Specific Strategy for Teaching Reading Vital
Teaching reading is at times difficult even when everything seems
to make sense. For children, especially learning to read, at first
is a big challenge. Much of the problem seems to be in helping
children understand what they have read. Learning Comprehension
about what is being read by the student is an important step.
One of the first steps to that end is learning to draw an inference.
Author Kylene Beers talks about this situation in her book "When Kids Can't
Read". She believed at first that if a child could make an inference,
if they were able to make an inference of any kind, then much
of her problems teaching would be gone.
Much of the problem with achieving comprehension and understanding
seems to be that children could not seem to form a basic inference.

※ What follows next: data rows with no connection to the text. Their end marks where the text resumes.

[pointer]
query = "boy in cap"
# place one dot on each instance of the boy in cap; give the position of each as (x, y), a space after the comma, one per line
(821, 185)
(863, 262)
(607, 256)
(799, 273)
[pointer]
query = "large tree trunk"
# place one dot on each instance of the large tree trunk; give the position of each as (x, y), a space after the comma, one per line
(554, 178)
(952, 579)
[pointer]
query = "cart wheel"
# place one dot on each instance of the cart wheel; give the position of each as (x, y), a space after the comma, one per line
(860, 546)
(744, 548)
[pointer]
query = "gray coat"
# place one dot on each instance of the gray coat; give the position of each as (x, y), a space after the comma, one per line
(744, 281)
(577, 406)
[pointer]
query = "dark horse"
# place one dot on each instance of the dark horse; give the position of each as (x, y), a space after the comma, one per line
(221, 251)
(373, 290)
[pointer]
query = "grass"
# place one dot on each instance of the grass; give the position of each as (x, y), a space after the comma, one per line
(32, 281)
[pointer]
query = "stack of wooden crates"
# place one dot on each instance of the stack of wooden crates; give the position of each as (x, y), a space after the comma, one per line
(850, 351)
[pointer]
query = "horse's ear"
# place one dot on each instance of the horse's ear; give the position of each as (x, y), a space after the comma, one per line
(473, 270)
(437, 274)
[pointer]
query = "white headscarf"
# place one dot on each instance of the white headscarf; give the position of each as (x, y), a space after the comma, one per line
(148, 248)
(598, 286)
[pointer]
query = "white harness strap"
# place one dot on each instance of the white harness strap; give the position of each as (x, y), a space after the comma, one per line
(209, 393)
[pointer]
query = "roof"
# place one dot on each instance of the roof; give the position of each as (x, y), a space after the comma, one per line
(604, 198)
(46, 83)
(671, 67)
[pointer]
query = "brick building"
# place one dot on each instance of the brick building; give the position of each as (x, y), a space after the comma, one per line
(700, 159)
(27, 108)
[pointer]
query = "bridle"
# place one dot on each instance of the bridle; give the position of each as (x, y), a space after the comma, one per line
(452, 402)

"It took many years for me to figure out how get around that concept"
said Author Beers.
We have to keep in mind that students need to be able to answer
the question:
What is it that we are talking about?
Much of the solution seems to be that while some children seem
can't make inferences, we make inferences each and every day,
and we draw conclusions and infer information based on a lot of
different factors. What people appear like, the expression on
someone's face, how articles are set up in a room, there are a
lot of different things that we can comment on that we infer every
day.
So how do we set out to transfer that skill to interacting with
written words on a page? Ahh.. There is the challenge that confronts
us.
What does it appear like or look like?
Ms. Beers talks about how to use resources to help both teachers
and students. She speaks about resources that will assist in teaching
these vital skills.
Some of the Inference types that skillful readers utilize:
-Use clues from context to figure out meanings of words unknown
to them.
-Be able to identify and recognize pronouns, and their antecedents.
-Use clues to identify personalities, beliefs, motivations and
beliefs of characters.
-Use the reading to provide clues and information about the
setting or venue.
-Work to try to understand the relationships about one character
to another
-Work to try to understand how the author views the word
-Figure out the bias if any that the author has.
-Offer alternate conclusions, and explore the conclusions made
in the text.
How Can I adapt, Use, or set this fact apart?
As you demonstrate and model "inferential reading" to your students,
try and illustrate things that they see each day. Use events and
common things to help explain and achieve comprehension for your
student. Try to show similarities to the inferences that students
draw each day in their daily activity.
Find an event that happens in your student's lives, and help
them to draw conclusions and inferences from it. Then try to help
them see how they can do the same to an event or item that they
have read.
Perhaps the first time you can do this as a whole class activity,
using the computer or a classroom chart. Work through the steps
for drawing an inference one by one, as a class as a group. Then,
assign some sample events and ask the students to draw inferences
individually,
As students accomplish this, then help them transfer this to
their reading. Yes, this can be a challenge, but when modeled
in a clear concise way it does not need to be necessarily mind-bending.
As you work the process with your students, make each step clear
and as real to them, using examples as you go.
Make a chart and list the steps as you go, with lots of class
participation. Post the Chart when you are done in the classroom
as a ready reference.
-Read Aloud Short Passage as a class
Have your students read, and read out loud yourself often. Separate
students into small groups, or partners. Encourage students to
"Think out loud" and to share what they see in the text as they
read.
As you do this, try to zero in on what inferences are present
in the text. Ask students to identify the inferences, using their
reference list. -
What is the meaning of what the author wrote?
Show and model for students that making inferences is a step-by-step
process. Authors do not think their readers will create inferences
or have understanding out of the blue.
Demonstrate and model that authors use both implied information,
and literal information. Show students that as a reader we will
be the ones inferring. And that as authors, either information
is actual and literal, or it is implied by what they write.
-Comments and Encouragement For students
As you move forward you can help students by helping encourage
and comment on your student's progress. Some of the things that
you can share with students to help them are:
"After reading what can you tell me about the character and how
they act?"
"What are the pronouns in what you are reading, and what to they
mean?"
"When your done reading, tell me why the character acted the
way they did?"
"What is the setting, and how would you change it?"
"Why did the series of events happen the way that it did?"
"How did the characters act when (reference a specific area in
the reading) and why did they act that way?"
"Write down words you don't know and see if you want figure out
the meaning by the words around them?"
"What do you think the Author thought or felt about (Insert the
name of a character or a topic in the reading"?
Memory
Have students sit and write down answers to specific questions
after they read. Use the following as a guide: When? Where? How?
Who? What? And perhaps the hardest for some students. Why?
As students progress, gradually make the questions harder.
Using these types of questions will assist your students to THINKING
about their reading, and hopefully they will be able to grow to
identify and come to their own conclusions, including drawing
direct and implied inferences from the reading.